Commodity Market Return Analysis
Tech stack: R, Bloomberg Terminal
Analyzed monthly returns of the S&P 500, oil, gold, and a major currency index from 1983–2023 using histograms, time-series plots, descriptive statistics, and correlation matrices. Identified which assets are most volatile, which months exhibit the strongest fat tails, and how return distributions differ across markets, providing insight for portfolio construction and risk management.
Research and Publications
Machine Learning Framework for Cyberattack Risk, Severity, and Timing Prediction
Role: Master’s Thesis (In Progress)
Working Title: Analytics Framework for Cyberattack Risk, Severity, and Timing Prediction Using Survival-Aware Sequence Modeling
Methods: Survival-aware sequence models, deep learning on log sequences, anomaly detection, evaluation of early-warning performance
Developing a machine learning framework that uses application and system log sequences to predict the probability, severity, and timing of cyberattacks. The research focuses on comparing traditional classification approaches with survival-aware sequence models and studying how early in the attack lifecycle reliable warnings can be generated.

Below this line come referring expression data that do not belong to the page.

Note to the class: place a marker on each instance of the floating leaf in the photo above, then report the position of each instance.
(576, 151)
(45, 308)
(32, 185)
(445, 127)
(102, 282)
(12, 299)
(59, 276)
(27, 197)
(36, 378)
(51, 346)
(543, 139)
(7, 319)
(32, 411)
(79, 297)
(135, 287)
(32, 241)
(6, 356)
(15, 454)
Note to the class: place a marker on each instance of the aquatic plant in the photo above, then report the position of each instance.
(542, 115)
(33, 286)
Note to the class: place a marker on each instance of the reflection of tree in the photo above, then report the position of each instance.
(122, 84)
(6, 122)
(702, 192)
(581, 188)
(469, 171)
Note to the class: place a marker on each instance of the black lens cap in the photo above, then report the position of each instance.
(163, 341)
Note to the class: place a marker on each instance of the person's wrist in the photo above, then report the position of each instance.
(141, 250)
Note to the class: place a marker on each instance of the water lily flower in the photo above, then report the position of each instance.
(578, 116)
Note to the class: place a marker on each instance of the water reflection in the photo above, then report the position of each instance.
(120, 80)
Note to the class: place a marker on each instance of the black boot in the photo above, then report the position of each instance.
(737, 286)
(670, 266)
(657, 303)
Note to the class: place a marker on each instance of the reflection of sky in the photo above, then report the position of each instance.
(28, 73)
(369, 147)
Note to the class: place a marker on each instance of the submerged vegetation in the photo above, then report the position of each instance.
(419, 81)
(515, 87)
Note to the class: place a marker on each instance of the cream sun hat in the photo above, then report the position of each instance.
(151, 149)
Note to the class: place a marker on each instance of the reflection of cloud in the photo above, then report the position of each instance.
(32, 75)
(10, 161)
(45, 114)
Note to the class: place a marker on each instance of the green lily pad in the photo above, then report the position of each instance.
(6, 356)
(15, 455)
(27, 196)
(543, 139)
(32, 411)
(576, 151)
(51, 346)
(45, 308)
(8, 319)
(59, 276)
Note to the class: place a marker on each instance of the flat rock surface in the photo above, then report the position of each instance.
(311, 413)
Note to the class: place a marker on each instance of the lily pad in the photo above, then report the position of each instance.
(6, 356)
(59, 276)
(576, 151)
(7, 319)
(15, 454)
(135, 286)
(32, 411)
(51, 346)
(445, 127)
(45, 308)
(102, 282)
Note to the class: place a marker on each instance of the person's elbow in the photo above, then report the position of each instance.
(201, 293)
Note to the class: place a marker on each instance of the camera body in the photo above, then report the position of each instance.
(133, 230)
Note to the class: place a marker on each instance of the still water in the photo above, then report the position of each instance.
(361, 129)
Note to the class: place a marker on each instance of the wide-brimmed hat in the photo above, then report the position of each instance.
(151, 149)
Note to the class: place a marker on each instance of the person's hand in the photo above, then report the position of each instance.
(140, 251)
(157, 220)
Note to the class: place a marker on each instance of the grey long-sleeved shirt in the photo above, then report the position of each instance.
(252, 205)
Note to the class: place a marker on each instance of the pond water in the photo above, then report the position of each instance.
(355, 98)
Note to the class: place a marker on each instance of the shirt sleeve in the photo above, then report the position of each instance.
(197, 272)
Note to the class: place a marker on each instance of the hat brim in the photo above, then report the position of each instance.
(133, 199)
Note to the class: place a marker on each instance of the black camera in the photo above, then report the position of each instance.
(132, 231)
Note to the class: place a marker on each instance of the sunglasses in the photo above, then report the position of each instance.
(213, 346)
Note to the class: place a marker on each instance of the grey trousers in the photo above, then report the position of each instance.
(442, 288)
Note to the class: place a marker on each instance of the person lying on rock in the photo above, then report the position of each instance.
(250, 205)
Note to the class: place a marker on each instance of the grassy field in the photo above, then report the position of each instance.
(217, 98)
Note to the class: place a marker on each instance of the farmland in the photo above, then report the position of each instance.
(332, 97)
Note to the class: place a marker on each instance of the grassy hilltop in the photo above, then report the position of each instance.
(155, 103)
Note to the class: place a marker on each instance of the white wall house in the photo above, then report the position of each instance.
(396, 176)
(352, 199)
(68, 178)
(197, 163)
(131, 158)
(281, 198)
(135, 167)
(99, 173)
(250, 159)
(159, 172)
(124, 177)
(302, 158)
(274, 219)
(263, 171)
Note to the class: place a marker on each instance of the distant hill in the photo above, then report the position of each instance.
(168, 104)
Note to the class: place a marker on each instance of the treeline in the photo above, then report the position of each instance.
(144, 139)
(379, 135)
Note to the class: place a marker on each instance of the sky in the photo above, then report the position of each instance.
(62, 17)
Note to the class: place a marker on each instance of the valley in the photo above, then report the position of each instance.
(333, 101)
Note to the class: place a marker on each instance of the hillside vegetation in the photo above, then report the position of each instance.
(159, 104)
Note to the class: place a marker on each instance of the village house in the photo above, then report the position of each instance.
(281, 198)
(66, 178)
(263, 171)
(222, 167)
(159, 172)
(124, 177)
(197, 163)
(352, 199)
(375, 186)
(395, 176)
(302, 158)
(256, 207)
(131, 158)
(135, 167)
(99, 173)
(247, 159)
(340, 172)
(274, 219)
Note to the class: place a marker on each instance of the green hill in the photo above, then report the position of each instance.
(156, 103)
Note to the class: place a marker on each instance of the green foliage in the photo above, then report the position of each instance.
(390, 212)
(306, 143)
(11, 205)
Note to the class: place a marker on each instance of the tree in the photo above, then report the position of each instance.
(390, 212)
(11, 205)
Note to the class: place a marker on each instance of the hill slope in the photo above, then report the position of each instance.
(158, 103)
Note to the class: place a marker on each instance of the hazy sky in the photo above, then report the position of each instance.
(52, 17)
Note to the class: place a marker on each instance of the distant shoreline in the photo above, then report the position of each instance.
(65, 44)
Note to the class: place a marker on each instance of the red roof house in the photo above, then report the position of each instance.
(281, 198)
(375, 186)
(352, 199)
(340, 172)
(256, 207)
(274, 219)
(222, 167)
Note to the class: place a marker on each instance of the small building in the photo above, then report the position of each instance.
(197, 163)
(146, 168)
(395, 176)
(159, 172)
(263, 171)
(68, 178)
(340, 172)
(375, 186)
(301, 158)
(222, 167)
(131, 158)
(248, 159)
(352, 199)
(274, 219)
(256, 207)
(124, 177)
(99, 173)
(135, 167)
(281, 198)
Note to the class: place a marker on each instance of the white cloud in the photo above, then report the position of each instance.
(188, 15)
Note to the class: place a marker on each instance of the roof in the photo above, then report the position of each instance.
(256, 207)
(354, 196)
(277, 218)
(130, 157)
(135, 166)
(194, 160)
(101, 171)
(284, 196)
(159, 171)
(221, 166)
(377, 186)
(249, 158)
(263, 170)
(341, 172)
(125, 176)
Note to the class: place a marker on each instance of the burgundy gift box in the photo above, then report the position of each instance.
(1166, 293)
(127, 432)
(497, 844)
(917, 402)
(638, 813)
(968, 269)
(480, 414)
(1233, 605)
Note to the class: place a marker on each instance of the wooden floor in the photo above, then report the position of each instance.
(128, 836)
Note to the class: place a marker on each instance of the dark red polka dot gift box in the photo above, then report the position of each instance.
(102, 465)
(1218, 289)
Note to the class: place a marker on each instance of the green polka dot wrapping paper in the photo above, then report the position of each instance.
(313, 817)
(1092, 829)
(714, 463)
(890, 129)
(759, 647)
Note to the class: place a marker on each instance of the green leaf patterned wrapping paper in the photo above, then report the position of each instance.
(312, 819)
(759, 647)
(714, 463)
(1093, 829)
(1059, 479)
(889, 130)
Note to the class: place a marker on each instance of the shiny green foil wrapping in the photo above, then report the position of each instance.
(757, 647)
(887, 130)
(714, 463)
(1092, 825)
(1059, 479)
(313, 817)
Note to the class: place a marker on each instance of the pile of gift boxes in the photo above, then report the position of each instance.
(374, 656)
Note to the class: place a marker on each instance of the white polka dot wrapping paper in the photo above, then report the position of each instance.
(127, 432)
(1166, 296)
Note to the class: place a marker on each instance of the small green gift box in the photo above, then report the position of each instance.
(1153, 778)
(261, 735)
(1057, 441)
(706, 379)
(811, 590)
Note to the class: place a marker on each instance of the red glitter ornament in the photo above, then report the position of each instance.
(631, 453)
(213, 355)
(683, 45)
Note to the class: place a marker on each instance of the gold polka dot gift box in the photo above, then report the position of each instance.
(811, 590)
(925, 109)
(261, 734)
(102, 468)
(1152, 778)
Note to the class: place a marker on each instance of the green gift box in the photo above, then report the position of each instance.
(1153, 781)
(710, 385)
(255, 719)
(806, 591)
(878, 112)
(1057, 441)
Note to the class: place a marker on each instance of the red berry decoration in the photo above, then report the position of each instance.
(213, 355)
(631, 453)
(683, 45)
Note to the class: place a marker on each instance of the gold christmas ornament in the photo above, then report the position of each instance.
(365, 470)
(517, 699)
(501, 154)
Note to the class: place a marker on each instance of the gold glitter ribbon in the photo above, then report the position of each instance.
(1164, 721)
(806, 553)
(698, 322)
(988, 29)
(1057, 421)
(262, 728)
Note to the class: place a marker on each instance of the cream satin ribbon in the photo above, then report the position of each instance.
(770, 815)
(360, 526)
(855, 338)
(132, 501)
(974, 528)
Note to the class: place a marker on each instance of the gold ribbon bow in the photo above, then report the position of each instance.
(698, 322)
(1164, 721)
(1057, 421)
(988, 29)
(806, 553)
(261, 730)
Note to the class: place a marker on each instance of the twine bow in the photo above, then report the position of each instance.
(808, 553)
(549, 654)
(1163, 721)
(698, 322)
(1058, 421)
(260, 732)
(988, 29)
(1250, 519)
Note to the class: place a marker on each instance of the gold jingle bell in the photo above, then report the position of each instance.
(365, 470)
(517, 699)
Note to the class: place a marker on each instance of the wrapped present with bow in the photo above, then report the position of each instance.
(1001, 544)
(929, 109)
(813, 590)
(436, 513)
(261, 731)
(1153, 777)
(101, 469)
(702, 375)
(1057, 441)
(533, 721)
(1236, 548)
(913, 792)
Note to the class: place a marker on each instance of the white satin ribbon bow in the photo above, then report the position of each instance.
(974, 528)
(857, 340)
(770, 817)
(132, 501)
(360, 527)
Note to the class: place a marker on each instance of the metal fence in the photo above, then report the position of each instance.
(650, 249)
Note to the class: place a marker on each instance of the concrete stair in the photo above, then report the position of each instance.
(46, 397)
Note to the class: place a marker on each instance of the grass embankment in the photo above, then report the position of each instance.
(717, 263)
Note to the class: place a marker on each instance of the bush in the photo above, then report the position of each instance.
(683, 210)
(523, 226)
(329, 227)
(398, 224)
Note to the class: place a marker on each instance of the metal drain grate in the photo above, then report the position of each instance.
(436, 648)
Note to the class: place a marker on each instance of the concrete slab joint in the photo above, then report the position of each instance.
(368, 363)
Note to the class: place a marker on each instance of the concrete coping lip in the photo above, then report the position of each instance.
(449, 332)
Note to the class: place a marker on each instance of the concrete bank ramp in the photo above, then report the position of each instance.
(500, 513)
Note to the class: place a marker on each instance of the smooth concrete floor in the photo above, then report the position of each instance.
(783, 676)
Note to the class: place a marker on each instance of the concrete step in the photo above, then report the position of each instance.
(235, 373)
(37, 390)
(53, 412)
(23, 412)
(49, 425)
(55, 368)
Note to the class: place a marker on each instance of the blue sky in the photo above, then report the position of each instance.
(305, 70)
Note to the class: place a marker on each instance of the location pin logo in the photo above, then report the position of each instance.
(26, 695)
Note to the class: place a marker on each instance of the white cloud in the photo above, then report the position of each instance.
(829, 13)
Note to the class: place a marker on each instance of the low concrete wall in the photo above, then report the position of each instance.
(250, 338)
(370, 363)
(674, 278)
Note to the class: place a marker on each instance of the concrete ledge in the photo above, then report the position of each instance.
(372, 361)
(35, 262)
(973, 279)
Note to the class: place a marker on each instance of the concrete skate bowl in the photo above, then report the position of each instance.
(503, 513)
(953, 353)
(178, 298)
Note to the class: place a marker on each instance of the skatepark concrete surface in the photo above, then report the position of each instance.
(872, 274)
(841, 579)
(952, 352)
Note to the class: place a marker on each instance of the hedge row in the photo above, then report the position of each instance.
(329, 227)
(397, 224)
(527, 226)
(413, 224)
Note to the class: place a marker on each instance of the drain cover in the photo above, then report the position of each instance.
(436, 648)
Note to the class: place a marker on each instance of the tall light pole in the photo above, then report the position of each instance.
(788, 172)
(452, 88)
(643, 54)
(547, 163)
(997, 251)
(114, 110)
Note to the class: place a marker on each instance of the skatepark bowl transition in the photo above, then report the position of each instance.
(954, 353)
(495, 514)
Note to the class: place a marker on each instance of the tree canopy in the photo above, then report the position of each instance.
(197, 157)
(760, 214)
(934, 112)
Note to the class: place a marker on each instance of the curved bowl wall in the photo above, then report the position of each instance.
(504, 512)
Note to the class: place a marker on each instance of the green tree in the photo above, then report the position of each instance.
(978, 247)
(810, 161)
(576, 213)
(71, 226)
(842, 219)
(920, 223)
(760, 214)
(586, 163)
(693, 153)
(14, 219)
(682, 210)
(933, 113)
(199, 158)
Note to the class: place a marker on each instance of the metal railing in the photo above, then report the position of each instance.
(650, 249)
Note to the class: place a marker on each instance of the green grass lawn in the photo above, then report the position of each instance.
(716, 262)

Behavioral Model Deployment for Smart City Transportation Projects
Journal: Processes (MDPI), 2023, 11(1), 48
Title: Behavioral Model Deployment for the Transportation Projects within a Smart City Ecosystem: Cases of Germany and South Korea
Authors: Olga Shvetsova, Anastasiya Bialevich, Jihee Kim, Mariia Voronina
The paper analyzes behavioral models for transportation projects in smart city ecosystems, using case studies from Germany and South Korea to evaluate how traveler behavior and infrastructure interact in practice.
Leadership & Volunteering
Data Analytics Volunteer — IIA New York Chapter
Institute of Internal Auditors, New York Chapter
Analyzed membership datasets in Python and Excel to identify retention patterns, segment organizations by size and churn risk, and support chapter leadership with data-driven decision-making.
Built visual dashboards and presentation-ready summaries for board meetings, helping prioritize outreach efforts and design targeted engagement strategies for member organizations.